Quest for Peace, Knowledge : Children to Travel to Soviet Union
To Ryan Craig, people in the Soviet Union are “mostly like us, but not as tan.” When he thinks of Soviet homes, he pictures dirty walls, sinks that barely work and cockroaches.
“I don’t know if that’s wrong,” said 13-year-old Craig, who based his impressions mostly on American movies. “I’ll have to find out.”
Craig and 49 other children from the United States will get the opportunity to judge for themselves starting Sunday when they begin a two-week trip to the Soviet Union on a “peace mission” that will take them to Moscow and Leningrad. Three are from Orange County.
Originally scheduled for May but postponed because of the Chernobyl nuclear accident, the trip includes visiting Soviet children in their homes and schools, attending the theater and ballet and taking city tours.
“It’s a good opportunity,” said Lauren David, 11, of Seal Beach. “You can always go to Hawaii. Not too many people go to Russia and get to know the culture there. I want to find out what it’s really like in Russia and have them know what we’re really like.”
That’s the purpose of the trip, say directors of Children as Teachers of Peace, the group organizing the event. By encouraging children to form international friendships, they hope world peace can become a reality.
‘Spirit of Samantha’
“It’s in the spirit of Samantha Smith,” said director Gerald Jampolsky, referring to the American girl who visited the Soviet Union at the request of Soviet leader Yuri V. Andropov in 1983. “Kids seem to be able to bridge the gap of cultures. Most children think it’s possible to live together without killing each other. Most adults don’t think that way.”

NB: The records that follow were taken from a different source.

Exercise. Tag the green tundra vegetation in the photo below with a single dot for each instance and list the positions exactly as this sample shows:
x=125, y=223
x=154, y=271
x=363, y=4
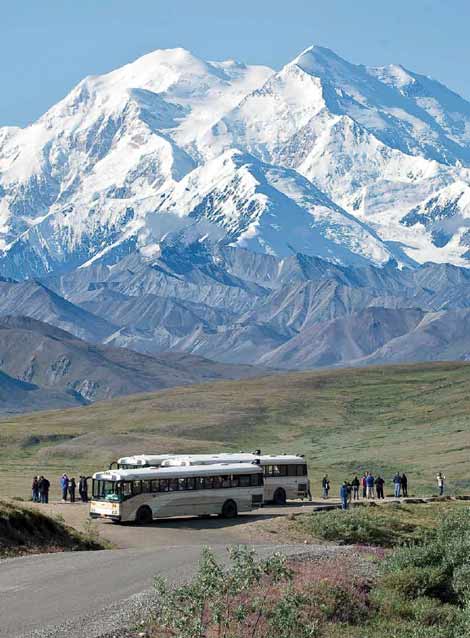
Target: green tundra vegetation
x=24, y=530
x=412, y=418
x=419, y=589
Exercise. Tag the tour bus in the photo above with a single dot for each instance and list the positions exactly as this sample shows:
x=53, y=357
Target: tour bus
x=144, y=494
x=285, y=475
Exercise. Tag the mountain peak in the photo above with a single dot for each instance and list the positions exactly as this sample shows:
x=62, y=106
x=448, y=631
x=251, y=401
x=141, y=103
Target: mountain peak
x=316, y=58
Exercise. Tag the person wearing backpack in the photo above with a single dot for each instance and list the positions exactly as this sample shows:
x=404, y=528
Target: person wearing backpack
x=440, y=478
x=379, y=486
x=64, y=486
x=404, y=485
x=355, y=485
x=35, y=490
x=397, y=483
x=44, y=486
x=370, y=482
x=325, y=486
x=344, y=495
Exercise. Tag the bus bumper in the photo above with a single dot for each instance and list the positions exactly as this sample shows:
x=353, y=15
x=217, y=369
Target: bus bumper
x=110, y=516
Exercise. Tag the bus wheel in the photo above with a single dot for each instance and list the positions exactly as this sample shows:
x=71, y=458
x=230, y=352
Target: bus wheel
x=279, y=496
x=229, y=510
x=144, y=515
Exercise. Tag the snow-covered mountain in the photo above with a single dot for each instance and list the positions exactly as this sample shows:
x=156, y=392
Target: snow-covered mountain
x=326, y=158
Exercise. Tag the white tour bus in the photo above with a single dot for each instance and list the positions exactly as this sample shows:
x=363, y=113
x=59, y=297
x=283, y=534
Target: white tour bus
x=141, y=495
x=285, y=475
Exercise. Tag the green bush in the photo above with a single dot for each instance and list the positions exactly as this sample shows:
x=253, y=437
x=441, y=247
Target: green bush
x=418, y=581
x=360, y=526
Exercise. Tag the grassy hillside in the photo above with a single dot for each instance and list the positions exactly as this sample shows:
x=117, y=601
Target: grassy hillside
x=24, y=530
x=413, y=418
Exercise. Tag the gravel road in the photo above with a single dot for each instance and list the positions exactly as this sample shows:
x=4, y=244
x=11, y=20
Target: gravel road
x=88, y=594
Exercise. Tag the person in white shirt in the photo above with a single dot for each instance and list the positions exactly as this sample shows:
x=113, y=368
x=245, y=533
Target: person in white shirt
x=440, y=483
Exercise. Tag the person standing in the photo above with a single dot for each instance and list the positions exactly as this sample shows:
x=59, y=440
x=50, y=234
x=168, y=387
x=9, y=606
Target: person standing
x=397, y=483
x=64, y=486
x=404, y=485
x=72, y=486
x=440, y=482
x=35, y=490
x=344, y=496
x=325, y=486
x=355, y=485
x=44, y=486
x=379, y=486
x=83, y=489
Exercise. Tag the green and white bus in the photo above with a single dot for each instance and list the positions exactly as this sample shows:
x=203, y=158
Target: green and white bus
x=142, y=495
x=285, y=475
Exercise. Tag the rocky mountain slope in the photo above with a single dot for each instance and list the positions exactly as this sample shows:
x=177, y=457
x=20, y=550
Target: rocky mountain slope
x=46, y=367
x=323, y=157
x=313, y=216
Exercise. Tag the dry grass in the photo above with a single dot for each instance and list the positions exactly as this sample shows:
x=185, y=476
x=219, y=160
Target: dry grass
x=411, y=418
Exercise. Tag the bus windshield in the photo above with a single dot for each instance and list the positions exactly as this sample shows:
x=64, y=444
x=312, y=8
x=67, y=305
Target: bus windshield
x=111, y=490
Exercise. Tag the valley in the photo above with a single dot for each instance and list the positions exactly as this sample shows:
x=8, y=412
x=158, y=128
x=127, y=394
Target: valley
x=411, y=418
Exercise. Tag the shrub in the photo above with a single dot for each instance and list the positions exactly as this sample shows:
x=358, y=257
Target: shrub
x=360, y=526
x=418, y=581
x=238, y=601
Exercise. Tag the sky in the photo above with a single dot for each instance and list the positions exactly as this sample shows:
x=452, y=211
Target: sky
x=48, y=46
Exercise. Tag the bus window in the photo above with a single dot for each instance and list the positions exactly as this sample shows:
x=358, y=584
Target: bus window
x=163, y=485
x=244, y=480
x=173, y=485
x=217, y=482
x=126, y=489
x=208, y=482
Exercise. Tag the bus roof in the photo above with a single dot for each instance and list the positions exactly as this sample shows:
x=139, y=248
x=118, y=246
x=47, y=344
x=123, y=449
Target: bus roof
x=225, y=457
x=149, y=473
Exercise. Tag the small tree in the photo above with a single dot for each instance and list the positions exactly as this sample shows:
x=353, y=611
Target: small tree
x=229, y=603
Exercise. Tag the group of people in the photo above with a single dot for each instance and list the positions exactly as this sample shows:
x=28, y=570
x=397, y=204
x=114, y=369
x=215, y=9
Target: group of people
x=372, y=487
x=369, y=485
x=41, y=485
x=68, y=487
x=40, y=489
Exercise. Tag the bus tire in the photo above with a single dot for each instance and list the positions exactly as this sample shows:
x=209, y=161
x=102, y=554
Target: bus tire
x=229, y=509
x=279, y=496
x=144, y=515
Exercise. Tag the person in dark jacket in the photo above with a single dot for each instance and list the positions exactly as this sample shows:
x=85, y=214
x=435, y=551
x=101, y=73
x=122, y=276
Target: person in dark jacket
x=404, y=484
x=83, y=488
x=325, y=486
x=397, y=483
x=64, y=486
x=379, y=486
x=35, y=490
x=370, y=483
x=344, y=495
x=44, y=486
x=355, y=485
x=72, y=486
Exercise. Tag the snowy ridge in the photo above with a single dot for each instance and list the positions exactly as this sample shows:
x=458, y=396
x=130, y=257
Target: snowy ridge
x=331, y=159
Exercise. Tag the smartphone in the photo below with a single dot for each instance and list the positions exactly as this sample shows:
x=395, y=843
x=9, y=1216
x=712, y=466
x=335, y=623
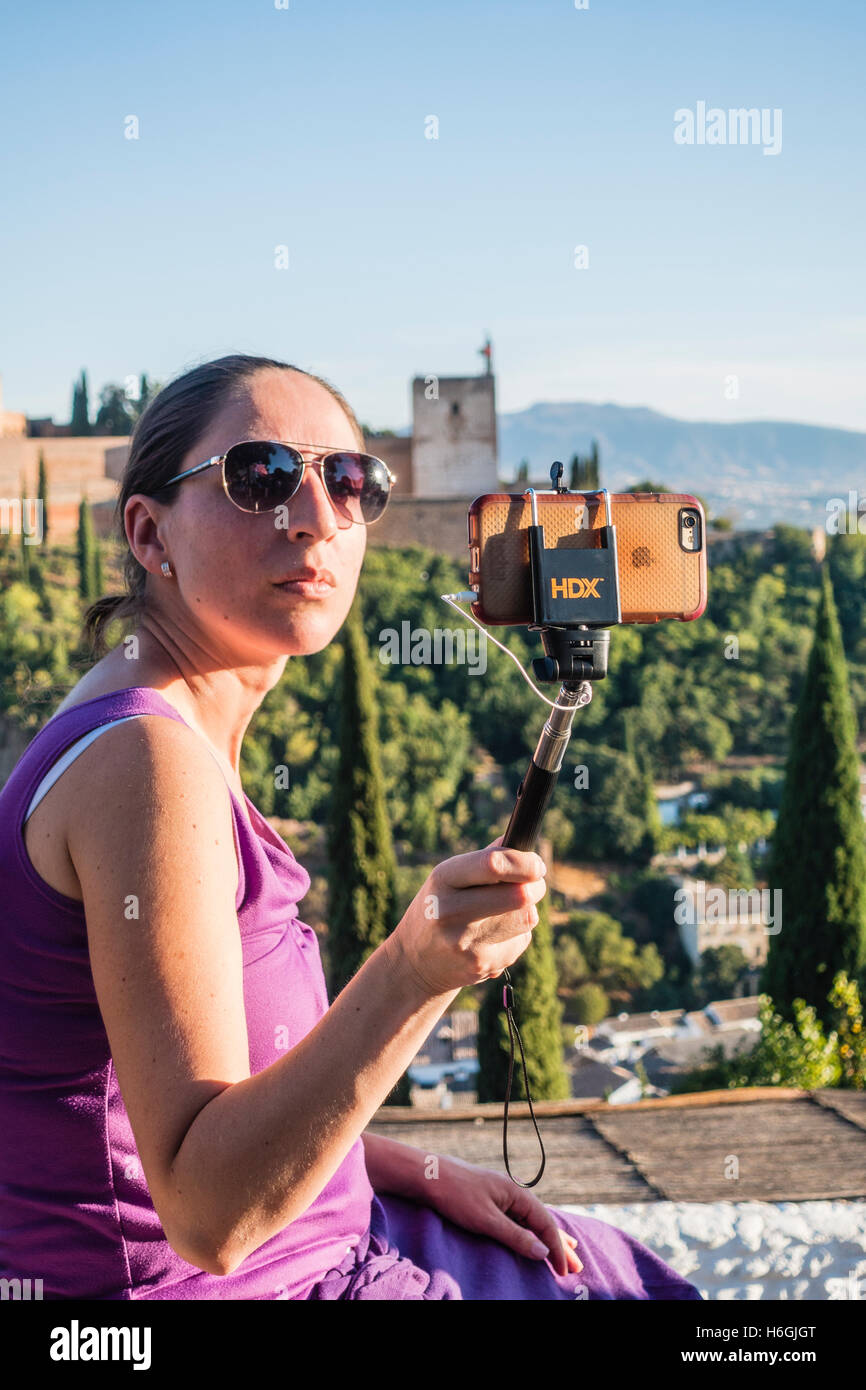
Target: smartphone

The children, ages 6 to 18, will be accompanied by 25 adult chaperons.
Children as Teachers of Peace, formed in 1981, sponsored a similar trip in June, when 17 children went to China for two weeks. The nonprofit group describes itself as nonpolitical and non-religious.
A group under the direction of Pat Montandon, now director of San Francisco-based Children as Peacemakers, worked under the name of the Children as Teachers of Peace group until last year. Montandon often took smaller groups of children to foreign countries, including the Soviet Union and China, to meet with world leaders. That group changed its name when it became “confusing to people internationally,” said Barbara Ross, director of special projects in Children as Teachers of Peace.
Information about the trip was distributed nationwide to churches, schools, and community organizations. Most of the trip’s participants were selected from children who submitted thousands of essays and pictures that flooded the organization’s Tiburon, Calif., office, said Diane Circincione, co-director of the group. Others were chosen by their sponsoring organizations.
Two of the three Orange County youths going on the trip are being sponsored by the Church of Religious Science in Huntington Beach, which is picking up the $2,400 bill for each.
Organizers say nine other children are going to the Soviet Union solely because of individual scholarships, some donated by other families participating in the trip.
Ministers at the Huntington Beach church felt sending two children on the trip would be valuable, partly because of the positive comments of more than 20 church members who visited the Soviet Union on a similar trip last year.
‘Unusual Thing to Do’
“It’s not a usual budgeted item, it is sort of an unusual thing to do,” said Barbara Hart, a minister at the church. “Our hope, of course, is for world peace. And the more people-contact there is between the United States and the Soviet Union, the easier it will be to have peace between those countries.”
Craig, an eighth-grader at Carden Hall in Newport Beach, is replacing another youth selected by the church who couldn’t make the October trip.
Brandon Ushijima, a 10-year-old fifth-grader at Roch Courreges Elementary School in Fountain Valley, also is a last-minute substitute.
Ushijima was added to the travel roster about three weeks ago after his parents heard about the trip from a friend who is going as a chaperon.
“Both my husband and I were interested,” said his mother, Joyce Ushijima. “I think he will benefit a lot. He is a very perceptive boy. He will always remember this.”
Ushijima said most of his school friends know about the upcoming trip. He will take a peace ribbon that his classmates signed and letters that they wrote to give to Soviet children.
“I think this will help world peace,” Ushijima said. “I think they want peace, like us.”
In addition to packing warm clothes and cameras, children also will be taking gifts to exchange with their Soviet counterparts. David will be taking T-shirts, post cards, stuffed animals, and stories and letters from her school, she said.
Craig will be taking Disneyland T-shirts, four silver dollars and some of his favorite tapes. He also is taking 100 baseball caps a family friend donated that have the word peace written across the top in Russian and English.
One of the highlights of the trip, organizers say, will be a free John Denver concert Oct. 17 at the Pioneer Palace auditorium in Moscow.
For Craig, however, there is only one mission.
“I basically want to see how that life is and I want to leave a good impression on the Russians so they see how we are, so we don’t have to have all those wars and stuff.”